Quick question on an approximation from physics

Question

I've seen written in a physics problem sheet that for a small $\epsilon>0$, the following approximation is considered $$ (1+2\epsilon)^{-\frac12}\approx 1-\epsilon. $$ Any reason why this is the case? Is this any special approximation in physics?

Answer 1

This is an instance of Taylor's expansion $$ (1+x)^n=1+nx+\frac{n(n-1)}{2}x^2+\dots, $$ with $x=2\varepsilon$ and $n=-1/2$. If you truncate the expansion, the error is an infinitesimal of order higher than the last term left. In your case, the error is of order $\varepsilon^2$, which is small compared to $\varepsilon$.

Answer 2

This comes from the definition of derivative at $x=0$ of $f(x)=(1+x)^\alpha$: $$(1+x)^{\alpha}=1+\alpha x + o(x)$$ Because $$\left((1+x)^{\alpha}\right)'=\alpha (1+x)^{\alpha -1 }$$

Answer 3

That's a special case of the Binomial approximation formula

$$(1 + x)^\alpha \approx 1 + \alpha x$$

for $|x|$ small.

Answer 4

Start with squaring: $$(1-ϵ)^2 = 1-2ϵ-ϵ^2 ≈ 1-2ϵ$$

If $ϵ$ is small, then $ϵ^2$ is $very$ small, too small to care about. (At least physicists think so)
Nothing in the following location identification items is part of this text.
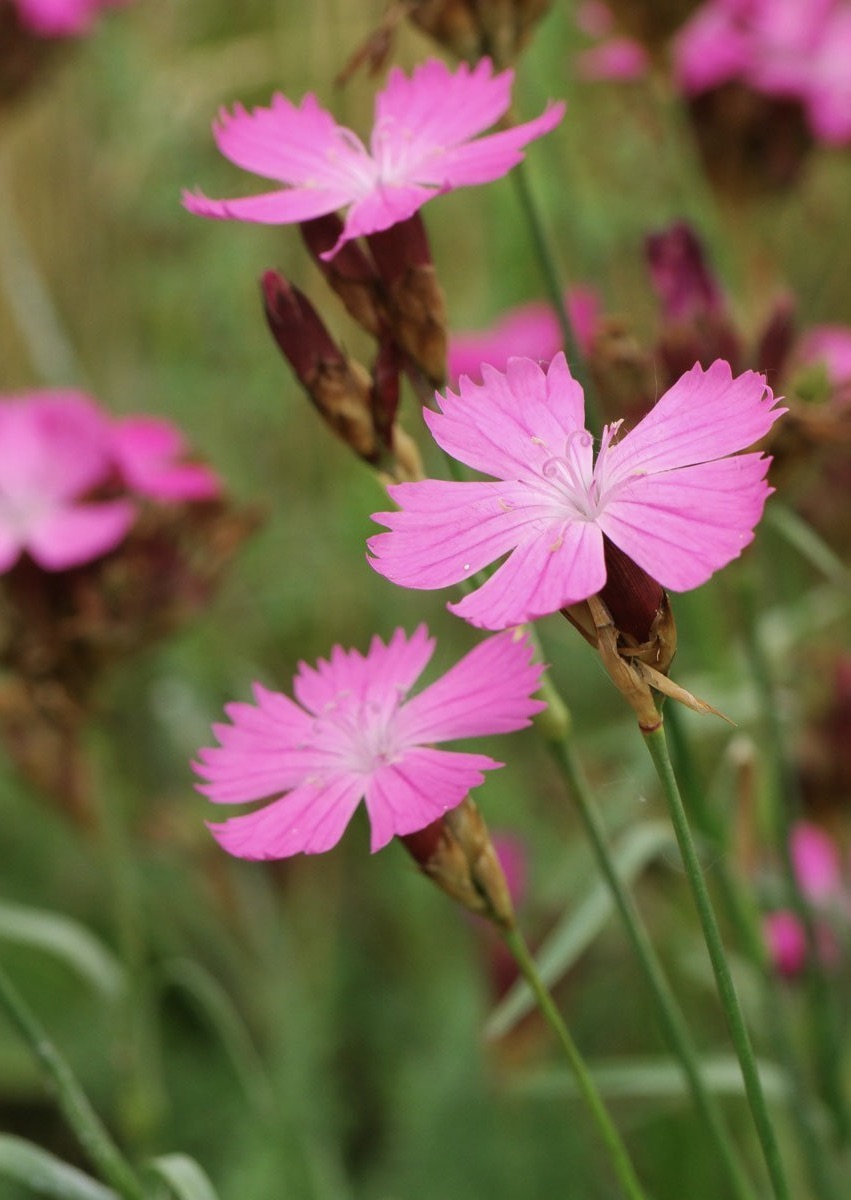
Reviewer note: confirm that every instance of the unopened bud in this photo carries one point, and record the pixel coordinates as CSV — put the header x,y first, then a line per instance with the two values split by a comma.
x,y
457,855
339,387
349,274
417,309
Take the square root on both sides and you get $$1-ϵ ≈ (1-2ϵ)^{1\over 2}$$

This is close to what you got, but not quite.

On the other hand, you have $$(1-ϵ)(1+ϵ)=1-ϵ^2 ≈ 1$$

which means $$(1-ϵ)≈(1+ϵ)^{-1}$$

Applying it to $(1-2\epsilon)^\frac12$ you end up with $$ 1-\epsilon\approx (1-2\epsilon)^\frac12\approx(1+2\epsilon)^{-\frac12}. $$

Answer 5

This and many other cases are covered by Newton's Generalized Binomial Theorem. Here, we have $$(1+2\epsilon)^{-\frac12} = \displaystyle\sum_{i=0}^\infty \binom {-\frac 12}i (2\epsilon)^i$$

And of course, $\epsilon^i~\forall~i>0$ is very small in comparison to the rest of the sum so we omit those terms. So, our sum approximates to $$\binom{-\frac 12}0 + \binom{-\frac 12}1(2\epsilon)$$ $$= \boxed{1-\epsilon}$$